Job Description
We’re looking for a Data Platform Engineer to take end-to-end ownership of large-scale data pipelines and distributed systems powering a next-generation Graph Analytics platform.
What You’ll Own
Data Pipeline & Platform Engineering
Design and build end-to-end data pipelines (batch + streaming)
Own large-scale Apache Spark workloads and distributed data processing
Implement data ingestion transformation serving layers
Manage schema evolution, data contracts, and pipeline reliability
Distributed Systems & Scale
Work on systems handling high-volume graph datasets (entities + relationships)
Optimize for latency, throughput, and fault tolerance
Design scalable architectures using Kafka / Spark / Flink / Beam
Cloud & Infrastructure
Deploy and operate systems on GCP / AWS (GKE, Dataproc, Cloud Run, etc.)
Build and maintain CI/CD pipelines for data and microservices
Use Docker, Kubernetes, Terraform for infrastructure automation
Data Reliability & Observability
Implement data quality checks, monitoring, and alerting
Ensure data integrity across pipelines and services
Build systems to detect drift, inconsistencies, and failures in production
APIs & System Integration
Work with GraphQL / REST / gRPC APIs for data access layers
Ensure seamless integration between data systems and application layers
What We’re Looking For
You have atleast 4 years in Data Engineering / Platform Engineering / Distributed Systems
Strong hands-on experience with: Apache Spark / Distributed data processing, Cloud platforms (GCP or AWS), Streaming systems (Kafka / Flink / Beam)
Solid programming skills in Python / Java / Scala / Node.js
Experience building and owning production data pipelines end-to-end
Understanding of: Microservices architecture, Data modeling & large-scale system design
Ability to debug and optimize systems in real production environments
Why This Role is Different
You own systems, not just components
You work on real scale (millions billions of data points)

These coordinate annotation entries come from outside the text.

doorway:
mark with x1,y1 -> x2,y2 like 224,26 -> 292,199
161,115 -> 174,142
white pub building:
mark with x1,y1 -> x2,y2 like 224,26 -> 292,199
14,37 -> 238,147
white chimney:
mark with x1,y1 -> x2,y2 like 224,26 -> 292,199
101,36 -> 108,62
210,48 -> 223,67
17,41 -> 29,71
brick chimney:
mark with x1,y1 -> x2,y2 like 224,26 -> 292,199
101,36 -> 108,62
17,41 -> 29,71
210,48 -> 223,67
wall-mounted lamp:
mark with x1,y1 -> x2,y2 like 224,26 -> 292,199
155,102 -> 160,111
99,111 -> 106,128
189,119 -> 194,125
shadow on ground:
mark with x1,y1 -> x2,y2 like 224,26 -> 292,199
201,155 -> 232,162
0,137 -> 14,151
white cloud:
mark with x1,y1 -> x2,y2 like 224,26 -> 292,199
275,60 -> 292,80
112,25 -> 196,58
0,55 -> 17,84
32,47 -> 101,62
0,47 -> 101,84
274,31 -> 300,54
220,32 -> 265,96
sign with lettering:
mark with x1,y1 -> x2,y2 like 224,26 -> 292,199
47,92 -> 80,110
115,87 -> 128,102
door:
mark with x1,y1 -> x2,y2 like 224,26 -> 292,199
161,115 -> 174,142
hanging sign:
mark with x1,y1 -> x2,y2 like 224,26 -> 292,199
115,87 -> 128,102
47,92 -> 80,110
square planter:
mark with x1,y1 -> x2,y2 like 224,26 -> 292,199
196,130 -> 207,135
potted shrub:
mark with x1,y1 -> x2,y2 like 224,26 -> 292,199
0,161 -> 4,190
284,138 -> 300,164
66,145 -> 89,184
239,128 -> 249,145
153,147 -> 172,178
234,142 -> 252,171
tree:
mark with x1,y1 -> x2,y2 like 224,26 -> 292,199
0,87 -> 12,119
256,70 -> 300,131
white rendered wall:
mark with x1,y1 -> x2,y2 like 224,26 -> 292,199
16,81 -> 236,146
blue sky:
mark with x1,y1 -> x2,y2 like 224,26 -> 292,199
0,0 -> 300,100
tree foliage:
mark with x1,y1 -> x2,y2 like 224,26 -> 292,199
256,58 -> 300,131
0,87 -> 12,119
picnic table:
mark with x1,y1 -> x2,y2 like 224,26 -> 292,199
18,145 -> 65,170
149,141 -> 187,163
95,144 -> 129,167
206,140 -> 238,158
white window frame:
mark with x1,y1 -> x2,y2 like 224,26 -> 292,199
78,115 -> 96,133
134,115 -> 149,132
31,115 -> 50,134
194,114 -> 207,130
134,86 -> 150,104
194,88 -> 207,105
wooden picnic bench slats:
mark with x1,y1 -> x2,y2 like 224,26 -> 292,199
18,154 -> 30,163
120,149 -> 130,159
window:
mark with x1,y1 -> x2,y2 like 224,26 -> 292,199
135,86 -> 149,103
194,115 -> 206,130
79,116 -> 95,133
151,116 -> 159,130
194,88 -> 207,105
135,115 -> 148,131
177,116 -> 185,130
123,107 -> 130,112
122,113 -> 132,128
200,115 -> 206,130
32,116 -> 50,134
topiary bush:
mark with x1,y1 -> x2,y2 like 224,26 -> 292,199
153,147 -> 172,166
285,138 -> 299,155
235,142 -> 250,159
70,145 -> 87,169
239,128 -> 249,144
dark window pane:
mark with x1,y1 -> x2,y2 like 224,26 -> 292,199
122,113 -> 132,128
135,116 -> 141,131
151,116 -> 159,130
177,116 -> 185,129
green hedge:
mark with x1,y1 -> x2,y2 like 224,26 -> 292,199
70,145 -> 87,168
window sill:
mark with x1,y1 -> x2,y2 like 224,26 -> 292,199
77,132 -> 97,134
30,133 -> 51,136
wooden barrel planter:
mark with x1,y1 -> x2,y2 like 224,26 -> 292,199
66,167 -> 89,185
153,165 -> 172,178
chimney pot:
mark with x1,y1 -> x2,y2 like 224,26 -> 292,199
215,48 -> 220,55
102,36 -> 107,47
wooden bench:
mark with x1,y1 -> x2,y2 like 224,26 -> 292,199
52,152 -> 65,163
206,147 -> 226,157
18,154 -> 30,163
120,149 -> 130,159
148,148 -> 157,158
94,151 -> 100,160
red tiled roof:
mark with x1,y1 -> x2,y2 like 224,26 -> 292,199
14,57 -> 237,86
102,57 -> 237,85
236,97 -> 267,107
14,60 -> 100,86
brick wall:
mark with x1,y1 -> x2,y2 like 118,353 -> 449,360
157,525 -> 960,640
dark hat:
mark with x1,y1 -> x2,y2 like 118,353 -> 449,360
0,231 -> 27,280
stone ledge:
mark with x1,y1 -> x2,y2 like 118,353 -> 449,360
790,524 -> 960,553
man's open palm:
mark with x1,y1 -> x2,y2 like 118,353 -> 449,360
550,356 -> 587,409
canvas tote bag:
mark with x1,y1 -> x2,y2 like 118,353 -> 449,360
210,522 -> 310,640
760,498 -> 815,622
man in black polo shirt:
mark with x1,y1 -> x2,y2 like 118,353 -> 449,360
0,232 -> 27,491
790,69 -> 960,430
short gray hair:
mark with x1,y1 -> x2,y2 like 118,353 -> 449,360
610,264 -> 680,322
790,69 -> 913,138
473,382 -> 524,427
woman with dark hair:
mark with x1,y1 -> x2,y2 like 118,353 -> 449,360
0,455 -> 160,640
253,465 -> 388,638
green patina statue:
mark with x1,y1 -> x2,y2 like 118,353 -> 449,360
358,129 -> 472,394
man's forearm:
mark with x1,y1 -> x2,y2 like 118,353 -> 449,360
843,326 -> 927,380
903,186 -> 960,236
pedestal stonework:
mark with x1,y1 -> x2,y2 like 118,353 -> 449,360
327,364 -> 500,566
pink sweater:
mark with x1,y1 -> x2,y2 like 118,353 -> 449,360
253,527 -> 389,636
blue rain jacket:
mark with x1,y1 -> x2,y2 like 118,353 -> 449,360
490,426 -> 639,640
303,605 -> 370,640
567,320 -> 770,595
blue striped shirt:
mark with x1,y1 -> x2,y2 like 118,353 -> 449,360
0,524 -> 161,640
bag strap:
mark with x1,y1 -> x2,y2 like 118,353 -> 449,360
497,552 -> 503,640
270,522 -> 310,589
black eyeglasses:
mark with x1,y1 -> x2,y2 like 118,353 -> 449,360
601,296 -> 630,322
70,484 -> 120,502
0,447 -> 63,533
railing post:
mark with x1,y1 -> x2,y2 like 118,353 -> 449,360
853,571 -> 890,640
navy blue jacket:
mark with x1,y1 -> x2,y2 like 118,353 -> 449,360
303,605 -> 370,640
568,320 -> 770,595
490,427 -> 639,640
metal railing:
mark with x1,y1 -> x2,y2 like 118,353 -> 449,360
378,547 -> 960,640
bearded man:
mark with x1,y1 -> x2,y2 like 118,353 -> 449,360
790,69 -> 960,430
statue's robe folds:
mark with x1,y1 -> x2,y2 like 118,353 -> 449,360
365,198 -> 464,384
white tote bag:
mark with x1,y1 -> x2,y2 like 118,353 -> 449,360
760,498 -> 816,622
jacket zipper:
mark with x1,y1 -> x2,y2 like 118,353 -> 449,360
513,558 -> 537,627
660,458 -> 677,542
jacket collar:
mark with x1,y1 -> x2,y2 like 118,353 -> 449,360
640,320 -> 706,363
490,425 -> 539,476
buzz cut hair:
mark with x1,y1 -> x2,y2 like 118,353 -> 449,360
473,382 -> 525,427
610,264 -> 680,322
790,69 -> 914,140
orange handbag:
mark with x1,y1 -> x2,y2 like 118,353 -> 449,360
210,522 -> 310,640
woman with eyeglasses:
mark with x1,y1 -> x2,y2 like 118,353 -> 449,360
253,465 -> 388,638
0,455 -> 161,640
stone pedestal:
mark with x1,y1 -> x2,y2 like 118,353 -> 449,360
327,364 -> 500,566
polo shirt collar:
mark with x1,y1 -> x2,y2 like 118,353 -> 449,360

You solve distributed systems + graph + real-time problems
You operate close to production impact, not isolated dev work
You influence architecture from day one in an early-stage environment
What You’ll Get
High ownership, low bureaucracy environment
Work on cutting-edge graph + AI-driven data systems
Exposure to complex, real-world data problems (fraud, risk, intelligence)
Fast growth with direct impact on core platform architecture